Good to see you are still working Greaterville Chris.
The gulches in Greaterville have been worked extensively by hand. The method was to dig a pit to the shallow gravel pay layer on bedrock and then to attempt to drift mine those 6 or so inches of gravel back away from the bottom of the pit. As you know bedrock is anywhere from a few inches deep near Granite mountain and up to 6 feet deep near Kentucky Camp.
Most of this small pit mining was done by the Hummel family in the 1930 - 1960 period. For reasons too complex to get into here they had a need to keep their mining out of the public eye so they used small teams of Mexican laborers to dig by hand. The method was to remove all the overburden in a 6 - 10 foot circle without processing then working the pay gravel with water.
All that overburden had considerable gold in it but was discarded willy nilly. In the Greaterville gulches the gold is often spotty and random. Partially because of the way the overburden was scattered and partially because the locals know to look for a rich spot on the surface, work it until it plays out, and then move on to sample, sample, sample until they find another surface concentration. If the locals have worked a spot it will appear barren while a few feet away you may find good gold in a small area.
In the gulches it rarely pays to try to reach bedrock. There are still some of the rich bedrock level gravels left but finding where those unworked gravels are is an exercise in futility. In the gulches the most productive method is to pan sample the surface in a 6 foot or so grid until you find a rich spot, work that spot with water until the pay ends and start sampling again.

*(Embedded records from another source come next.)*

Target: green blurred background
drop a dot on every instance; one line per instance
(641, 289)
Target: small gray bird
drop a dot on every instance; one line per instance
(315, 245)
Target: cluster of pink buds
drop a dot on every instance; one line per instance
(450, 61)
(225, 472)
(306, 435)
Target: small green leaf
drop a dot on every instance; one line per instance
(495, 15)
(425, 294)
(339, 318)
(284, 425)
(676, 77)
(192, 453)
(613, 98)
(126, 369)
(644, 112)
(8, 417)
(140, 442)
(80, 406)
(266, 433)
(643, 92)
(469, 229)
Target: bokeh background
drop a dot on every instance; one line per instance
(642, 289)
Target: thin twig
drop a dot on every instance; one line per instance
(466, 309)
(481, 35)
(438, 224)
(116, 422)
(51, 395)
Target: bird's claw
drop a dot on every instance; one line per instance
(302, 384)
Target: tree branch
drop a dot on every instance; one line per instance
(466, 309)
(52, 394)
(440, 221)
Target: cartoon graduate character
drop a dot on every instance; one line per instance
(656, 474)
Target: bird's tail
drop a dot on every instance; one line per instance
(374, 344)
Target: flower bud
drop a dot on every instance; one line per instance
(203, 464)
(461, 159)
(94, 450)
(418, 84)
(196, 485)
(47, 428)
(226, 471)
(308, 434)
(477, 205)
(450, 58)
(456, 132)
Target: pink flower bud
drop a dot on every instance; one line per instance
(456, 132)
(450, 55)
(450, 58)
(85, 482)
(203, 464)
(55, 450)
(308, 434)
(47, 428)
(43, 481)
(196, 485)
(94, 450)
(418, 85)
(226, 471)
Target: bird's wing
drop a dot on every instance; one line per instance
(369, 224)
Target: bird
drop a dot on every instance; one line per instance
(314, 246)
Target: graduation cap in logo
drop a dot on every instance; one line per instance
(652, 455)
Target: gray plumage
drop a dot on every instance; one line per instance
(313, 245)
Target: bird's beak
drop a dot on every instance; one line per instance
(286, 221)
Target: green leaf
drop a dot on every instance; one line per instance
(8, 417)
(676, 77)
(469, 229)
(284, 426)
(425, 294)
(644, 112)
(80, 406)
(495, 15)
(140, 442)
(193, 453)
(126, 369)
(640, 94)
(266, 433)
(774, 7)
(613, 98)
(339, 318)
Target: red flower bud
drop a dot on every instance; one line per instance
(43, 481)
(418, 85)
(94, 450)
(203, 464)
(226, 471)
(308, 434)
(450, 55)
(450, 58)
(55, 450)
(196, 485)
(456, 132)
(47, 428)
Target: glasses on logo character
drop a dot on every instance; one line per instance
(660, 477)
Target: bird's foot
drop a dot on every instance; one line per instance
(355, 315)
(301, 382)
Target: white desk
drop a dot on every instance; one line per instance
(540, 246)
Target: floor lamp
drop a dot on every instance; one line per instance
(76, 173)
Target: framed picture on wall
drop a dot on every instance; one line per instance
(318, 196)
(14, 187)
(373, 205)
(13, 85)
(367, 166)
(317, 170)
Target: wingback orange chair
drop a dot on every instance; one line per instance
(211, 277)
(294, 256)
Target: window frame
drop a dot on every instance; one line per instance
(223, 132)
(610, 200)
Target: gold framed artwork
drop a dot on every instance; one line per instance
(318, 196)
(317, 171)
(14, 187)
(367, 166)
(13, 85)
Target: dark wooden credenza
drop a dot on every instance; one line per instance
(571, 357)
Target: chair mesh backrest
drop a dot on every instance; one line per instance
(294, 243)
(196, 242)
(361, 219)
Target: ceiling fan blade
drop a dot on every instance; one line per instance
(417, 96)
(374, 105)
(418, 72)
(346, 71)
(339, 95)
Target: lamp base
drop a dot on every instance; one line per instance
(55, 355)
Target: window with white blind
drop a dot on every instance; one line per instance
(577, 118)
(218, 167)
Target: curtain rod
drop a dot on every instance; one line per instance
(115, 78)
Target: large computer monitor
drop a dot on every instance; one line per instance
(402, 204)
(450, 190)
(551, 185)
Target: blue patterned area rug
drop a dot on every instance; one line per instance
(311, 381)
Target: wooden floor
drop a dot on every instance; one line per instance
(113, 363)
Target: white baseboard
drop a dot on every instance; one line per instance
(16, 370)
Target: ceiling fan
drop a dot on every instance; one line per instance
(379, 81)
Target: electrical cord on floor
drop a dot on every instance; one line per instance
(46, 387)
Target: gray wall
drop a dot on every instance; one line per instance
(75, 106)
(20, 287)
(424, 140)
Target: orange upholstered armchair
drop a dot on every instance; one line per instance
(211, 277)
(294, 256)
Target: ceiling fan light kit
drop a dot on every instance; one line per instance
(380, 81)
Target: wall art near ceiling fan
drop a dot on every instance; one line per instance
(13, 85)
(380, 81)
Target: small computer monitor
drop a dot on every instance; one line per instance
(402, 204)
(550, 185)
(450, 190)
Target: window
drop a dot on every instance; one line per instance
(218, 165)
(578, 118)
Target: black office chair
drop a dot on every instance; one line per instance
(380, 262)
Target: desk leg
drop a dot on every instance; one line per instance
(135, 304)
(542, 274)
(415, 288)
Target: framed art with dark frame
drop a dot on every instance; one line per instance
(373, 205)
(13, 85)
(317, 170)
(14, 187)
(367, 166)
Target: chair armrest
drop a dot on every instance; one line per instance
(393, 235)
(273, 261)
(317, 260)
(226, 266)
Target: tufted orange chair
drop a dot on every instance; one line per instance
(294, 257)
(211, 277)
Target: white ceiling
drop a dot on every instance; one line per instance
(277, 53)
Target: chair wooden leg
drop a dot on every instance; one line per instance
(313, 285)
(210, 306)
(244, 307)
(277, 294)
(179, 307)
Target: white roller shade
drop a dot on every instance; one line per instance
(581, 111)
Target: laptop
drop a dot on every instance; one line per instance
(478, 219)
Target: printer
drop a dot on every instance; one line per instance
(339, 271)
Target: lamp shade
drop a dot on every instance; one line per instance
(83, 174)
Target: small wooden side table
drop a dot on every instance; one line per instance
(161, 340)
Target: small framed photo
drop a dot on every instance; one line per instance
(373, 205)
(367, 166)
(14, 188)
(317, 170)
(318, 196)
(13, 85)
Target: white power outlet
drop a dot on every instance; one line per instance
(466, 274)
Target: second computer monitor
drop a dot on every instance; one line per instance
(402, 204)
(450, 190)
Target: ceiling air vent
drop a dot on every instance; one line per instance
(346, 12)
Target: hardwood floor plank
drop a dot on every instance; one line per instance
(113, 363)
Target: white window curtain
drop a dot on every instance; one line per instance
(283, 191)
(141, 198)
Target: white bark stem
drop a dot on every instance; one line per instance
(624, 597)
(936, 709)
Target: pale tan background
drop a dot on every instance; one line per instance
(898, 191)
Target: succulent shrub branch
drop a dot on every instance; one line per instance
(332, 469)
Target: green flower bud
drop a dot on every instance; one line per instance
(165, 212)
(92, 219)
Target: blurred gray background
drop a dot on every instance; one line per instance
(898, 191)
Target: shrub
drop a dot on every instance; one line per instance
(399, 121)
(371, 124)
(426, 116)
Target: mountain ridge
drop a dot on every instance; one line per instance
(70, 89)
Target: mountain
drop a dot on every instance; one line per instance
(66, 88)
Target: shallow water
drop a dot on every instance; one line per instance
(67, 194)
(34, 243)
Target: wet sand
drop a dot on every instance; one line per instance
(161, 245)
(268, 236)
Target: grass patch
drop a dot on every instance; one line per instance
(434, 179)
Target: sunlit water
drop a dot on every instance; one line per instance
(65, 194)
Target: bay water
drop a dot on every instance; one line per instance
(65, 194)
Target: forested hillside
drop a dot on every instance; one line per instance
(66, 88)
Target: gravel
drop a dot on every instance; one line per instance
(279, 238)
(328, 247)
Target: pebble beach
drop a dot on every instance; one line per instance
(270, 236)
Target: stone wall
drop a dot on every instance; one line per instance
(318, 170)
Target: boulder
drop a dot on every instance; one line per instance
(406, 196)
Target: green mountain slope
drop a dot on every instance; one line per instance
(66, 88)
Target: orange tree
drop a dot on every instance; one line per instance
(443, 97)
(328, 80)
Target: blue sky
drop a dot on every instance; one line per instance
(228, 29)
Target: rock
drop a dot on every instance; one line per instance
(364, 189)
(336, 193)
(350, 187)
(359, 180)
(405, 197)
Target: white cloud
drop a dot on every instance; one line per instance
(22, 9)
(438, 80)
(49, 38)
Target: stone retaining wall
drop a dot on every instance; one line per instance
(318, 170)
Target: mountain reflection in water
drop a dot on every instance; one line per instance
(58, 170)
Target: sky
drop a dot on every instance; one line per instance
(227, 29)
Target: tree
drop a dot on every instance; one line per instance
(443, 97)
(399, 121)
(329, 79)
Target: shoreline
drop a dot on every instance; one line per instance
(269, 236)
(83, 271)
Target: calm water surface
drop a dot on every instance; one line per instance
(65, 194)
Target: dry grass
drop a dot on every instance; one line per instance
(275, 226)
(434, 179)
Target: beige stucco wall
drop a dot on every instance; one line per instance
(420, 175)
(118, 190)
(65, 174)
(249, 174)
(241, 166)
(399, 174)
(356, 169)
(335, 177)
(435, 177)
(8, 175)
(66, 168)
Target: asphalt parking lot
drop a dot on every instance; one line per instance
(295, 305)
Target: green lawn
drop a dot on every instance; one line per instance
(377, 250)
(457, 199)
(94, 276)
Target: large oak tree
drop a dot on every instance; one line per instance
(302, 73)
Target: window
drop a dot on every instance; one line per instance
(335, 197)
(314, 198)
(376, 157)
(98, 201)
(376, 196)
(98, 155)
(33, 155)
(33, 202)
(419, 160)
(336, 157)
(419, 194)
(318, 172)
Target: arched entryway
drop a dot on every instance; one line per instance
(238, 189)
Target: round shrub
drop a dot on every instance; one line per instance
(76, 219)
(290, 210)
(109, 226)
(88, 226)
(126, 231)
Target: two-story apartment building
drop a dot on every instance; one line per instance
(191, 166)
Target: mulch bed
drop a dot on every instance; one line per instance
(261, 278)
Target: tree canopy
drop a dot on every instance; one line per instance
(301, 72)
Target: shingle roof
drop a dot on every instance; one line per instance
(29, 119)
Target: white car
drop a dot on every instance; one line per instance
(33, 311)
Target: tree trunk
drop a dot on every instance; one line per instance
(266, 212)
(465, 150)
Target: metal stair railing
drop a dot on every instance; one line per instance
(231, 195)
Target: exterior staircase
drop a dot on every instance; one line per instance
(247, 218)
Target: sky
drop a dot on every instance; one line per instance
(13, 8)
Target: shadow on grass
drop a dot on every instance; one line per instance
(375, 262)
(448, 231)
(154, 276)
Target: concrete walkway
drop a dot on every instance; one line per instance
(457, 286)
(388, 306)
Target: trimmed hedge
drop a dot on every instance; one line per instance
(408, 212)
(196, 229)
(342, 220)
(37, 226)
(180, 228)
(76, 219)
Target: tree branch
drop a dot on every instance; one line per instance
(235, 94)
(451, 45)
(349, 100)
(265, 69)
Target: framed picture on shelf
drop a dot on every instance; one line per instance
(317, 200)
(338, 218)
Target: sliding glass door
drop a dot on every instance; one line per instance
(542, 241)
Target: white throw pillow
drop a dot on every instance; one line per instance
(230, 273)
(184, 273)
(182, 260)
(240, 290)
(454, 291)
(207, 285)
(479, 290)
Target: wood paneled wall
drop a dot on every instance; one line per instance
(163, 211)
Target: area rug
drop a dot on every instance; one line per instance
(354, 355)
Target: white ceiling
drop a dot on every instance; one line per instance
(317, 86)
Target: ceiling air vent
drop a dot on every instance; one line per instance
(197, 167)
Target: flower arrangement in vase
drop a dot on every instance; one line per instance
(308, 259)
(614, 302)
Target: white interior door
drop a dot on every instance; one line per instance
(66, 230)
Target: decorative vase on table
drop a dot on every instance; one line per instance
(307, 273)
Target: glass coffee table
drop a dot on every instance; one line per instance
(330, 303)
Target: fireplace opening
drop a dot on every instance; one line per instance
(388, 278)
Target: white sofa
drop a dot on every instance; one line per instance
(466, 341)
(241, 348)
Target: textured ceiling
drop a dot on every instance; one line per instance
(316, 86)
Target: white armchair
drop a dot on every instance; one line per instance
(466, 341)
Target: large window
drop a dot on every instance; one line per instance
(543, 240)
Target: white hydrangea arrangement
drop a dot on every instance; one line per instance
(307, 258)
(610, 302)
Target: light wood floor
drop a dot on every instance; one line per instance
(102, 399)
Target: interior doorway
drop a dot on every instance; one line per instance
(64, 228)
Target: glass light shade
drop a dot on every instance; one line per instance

If you are interested in working bedrock there are a few areas up on the ridges that produce good gold on bedrock but as I'm sure you know solid bedrock is a few feet down through rotten shaley rock. That stuff is tough to work and process with anything but a metal detector. The largest nuggets in the southwest are found on those ridges but they have been detected by the best. A tough act to follow unless you are a master detectorist.
Greaterville is a difficult deposit to prospect. Great gold but if you try to use conventional prospecting logic you will be left scratching your head. Add that to the fact that water is scarce and drywashing is futile and you end up with a lot of confused and frustrated prospectors. Study the history of the mining methods there and you will have much more productive prospecting trips.